You can use these three questions to analyze existing businesses. For example, IMVU is a user-generated, a la carte, merchandising product. Habbo is first-party, a la carte, merchandising. Mob Wars is first-party, a la carte, gameplay. WoW is first-party, subscription, gameplay. I hope it also proves useful to people thinking about creating a new virtual goods product. My belief is that many of the decisions you make later will flow from these early ones.

Here’s how we thought about it in the early days of IMVU. We first tackled the issue of UGC vs first-party content. This one was easy for us, because our values committed us to try to make freedom of expression core to our product. It was part of our mission statement. Of course, it didn’t hurt that we only had a small team and not a lot of money, and third-parties gave us a lot of leverage. As for subscriptions, we wanted to have them from the beginning, but decided against them. Here was our reasoning. Fundamentally, we wanted our third-party developers to make money from their time invested in IMVU. So we did this thought experiment: we imagined a customer who was willing to buy a virtual shirt from one of our developers, but couldn’t afford to pay us the subscription fee. Would we really turn them away? We decided the answer was no – our developers interests had to come first. So we chose a la carte. Last, we tackled the gameplay question. We knew IMVU would be a socializing platform, and so we decided that we would let our customers interact using their own rules for assigning status, like we do in the physical world. The government doesn’t assign each clothing brand its own level of benefit. The companies that own those brands work hard to differentiate their offering so that people who wear their clothes will be perceived in a certain way. We wanted to let our developers do the same thing, so we opted not to go the gameplay route.

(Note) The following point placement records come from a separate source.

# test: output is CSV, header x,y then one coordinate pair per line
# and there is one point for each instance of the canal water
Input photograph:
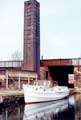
x,y
67,109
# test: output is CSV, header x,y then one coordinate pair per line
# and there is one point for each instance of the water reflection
x,y
13,112
67,109
49,111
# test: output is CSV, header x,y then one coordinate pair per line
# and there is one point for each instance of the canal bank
x,y
8,97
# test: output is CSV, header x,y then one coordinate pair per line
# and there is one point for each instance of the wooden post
x,y
7,79
19,80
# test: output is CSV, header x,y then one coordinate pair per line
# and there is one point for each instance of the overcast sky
x,y
60,33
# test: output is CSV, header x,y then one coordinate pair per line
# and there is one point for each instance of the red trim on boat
x,y
45,101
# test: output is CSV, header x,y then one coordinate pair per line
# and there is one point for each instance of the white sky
x,y
60,23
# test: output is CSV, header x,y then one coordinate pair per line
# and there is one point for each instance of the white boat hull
x,y
31,95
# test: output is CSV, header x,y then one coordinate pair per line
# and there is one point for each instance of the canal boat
x,y
44,93
45,110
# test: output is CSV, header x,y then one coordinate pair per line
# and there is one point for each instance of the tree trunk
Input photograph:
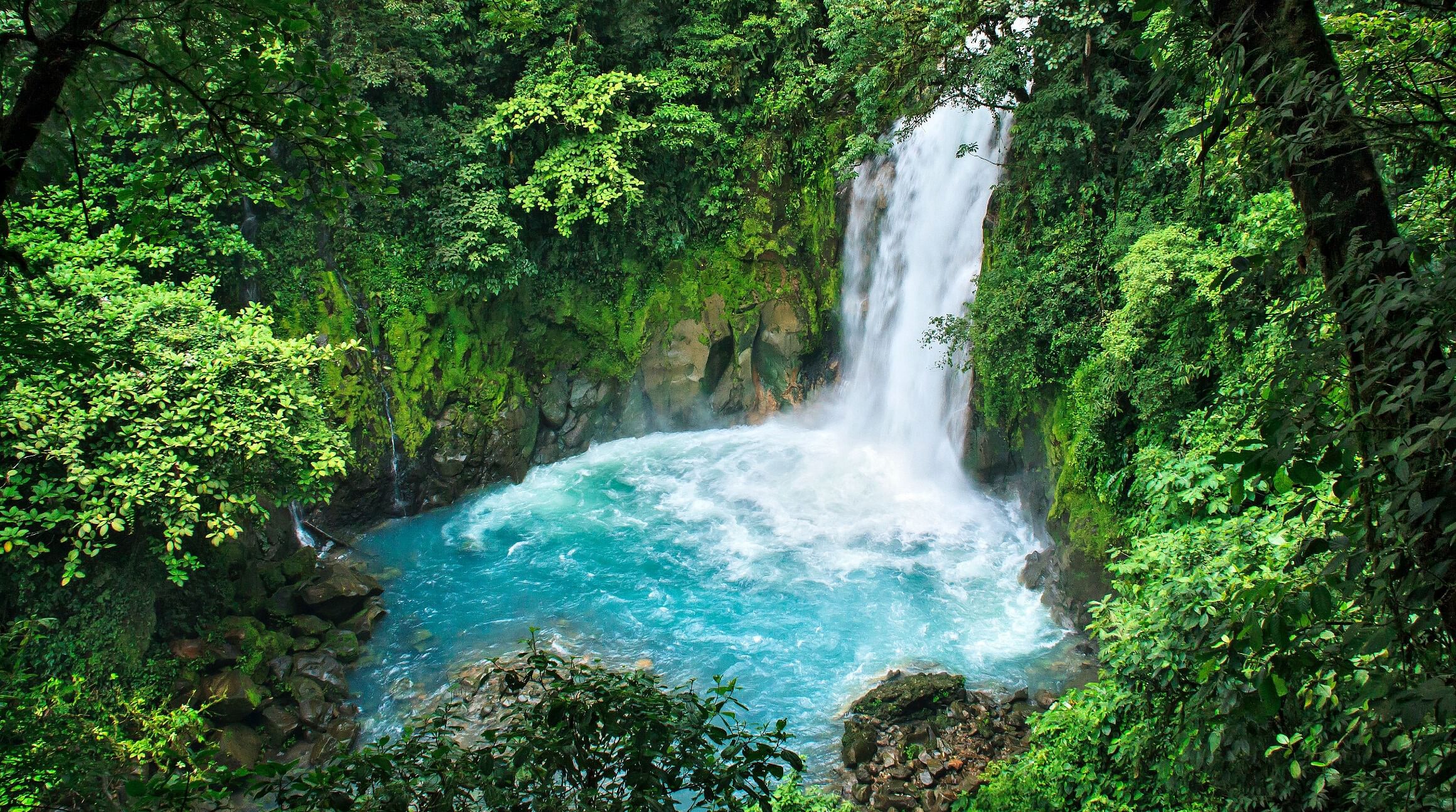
x,y
56,58
1332,174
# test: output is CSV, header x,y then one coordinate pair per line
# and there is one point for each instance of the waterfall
x,y
803,557
912,252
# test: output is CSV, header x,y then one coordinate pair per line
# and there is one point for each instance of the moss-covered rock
x,y
911,695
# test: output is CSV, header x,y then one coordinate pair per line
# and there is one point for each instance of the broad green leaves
x,y
172,430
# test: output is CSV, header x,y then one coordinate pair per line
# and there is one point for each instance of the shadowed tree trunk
x,y
1292,72
56,58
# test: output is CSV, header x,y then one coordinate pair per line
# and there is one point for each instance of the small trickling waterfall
x,y
361,307
804,557
912,252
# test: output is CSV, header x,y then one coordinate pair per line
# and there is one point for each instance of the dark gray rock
x,y
230,696
238,745
911,696
343,645
338,591
363,622
858,744
279,724
325,670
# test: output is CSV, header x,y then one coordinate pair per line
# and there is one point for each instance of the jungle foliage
x,y
1239,345
1216,274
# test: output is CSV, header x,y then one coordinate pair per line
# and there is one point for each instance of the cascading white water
x,y
912,252
804,557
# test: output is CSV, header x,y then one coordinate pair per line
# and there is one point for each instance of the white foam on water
x,y
804,557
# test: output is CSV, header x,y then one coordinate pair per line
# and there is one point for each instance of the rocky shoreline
x,y
921,741
272,680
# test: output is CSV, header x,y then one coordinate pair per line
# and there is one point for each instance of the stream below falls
x,y
804,557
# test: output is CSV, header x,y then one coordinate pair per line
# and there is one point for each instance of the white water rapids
x,y
804,557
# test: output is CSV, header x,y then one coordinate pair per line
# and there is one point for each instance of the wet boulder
x,y
230,696
363,622
912,695
325,670
344,645
238,745
338,591
279,725
858,744
673,370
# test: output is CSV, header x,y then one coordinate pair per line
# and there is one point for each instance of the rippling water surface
x,y
804,557
788,558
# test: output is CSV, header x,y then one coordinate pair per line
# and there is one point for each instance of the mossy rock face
x,y
911,696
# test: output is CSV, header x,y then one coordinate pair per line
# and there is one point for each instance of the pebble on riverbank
x,y
919,741
272,683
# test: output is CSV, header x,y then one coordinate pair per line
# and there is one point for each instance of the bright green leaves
x,y
172,432
593,130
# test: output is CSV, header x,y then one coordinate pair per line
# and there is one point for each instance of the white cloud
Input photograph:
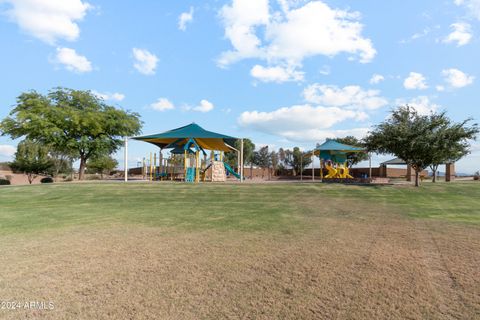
x,y
415,80
376,79
204,106
421,104
109,96
145,61
315,135
472,6
290,36
162,104
49,20
461,34
73,61
184,19
7,150
301,122
276,74
456,78
325,70
351,97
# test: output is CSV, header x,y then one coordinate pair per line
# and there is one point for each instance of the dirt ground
x,y
373,266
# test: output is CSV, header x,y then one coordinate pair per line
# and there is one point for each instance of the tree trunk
x,y
81,170
434,176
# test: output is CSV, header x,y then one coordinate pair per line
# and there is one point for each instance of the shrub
x,y
46,180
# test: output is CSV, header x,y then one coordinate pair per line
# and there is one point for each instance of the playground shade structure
x,y
179,137
193,139
333,155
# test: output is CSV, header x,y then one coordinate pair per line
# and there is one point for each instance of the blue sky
x,y
281,72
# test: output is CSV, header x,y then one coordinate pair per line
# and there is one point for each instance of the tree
x,y
32,159
274,161
248,148
353,157
102,164
412,137
450,142
297,159
62,163
71,122
262,158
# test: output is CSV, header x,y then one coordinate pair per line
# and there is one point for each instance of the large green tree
x,y
248,153
102,164
450,142
32,159
412,137
71,122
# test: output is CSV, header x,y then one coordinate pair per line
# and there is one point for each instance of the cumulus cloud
x,y
456,78
184,19
289,36
49,20
376,78
276,74
414,81
7,150
109,96
472,6
461,34
421,104
351,97
204,106
162,104
301,122
73,61
145,61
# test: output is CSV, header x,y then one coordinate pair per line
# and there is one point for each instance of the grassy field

That’s how we formed our initial IMVU hypothesis. Very few of the decisions we made in those early days wound up, years later, affecting the outcome of the product. But these three did. I hope sharing them will help others who are thinking of working with virtual goods. If that’s you, share your experience in a comment. Did you find these questions helpful? And for those of you already experienced with virtual goods, what do you think is missing?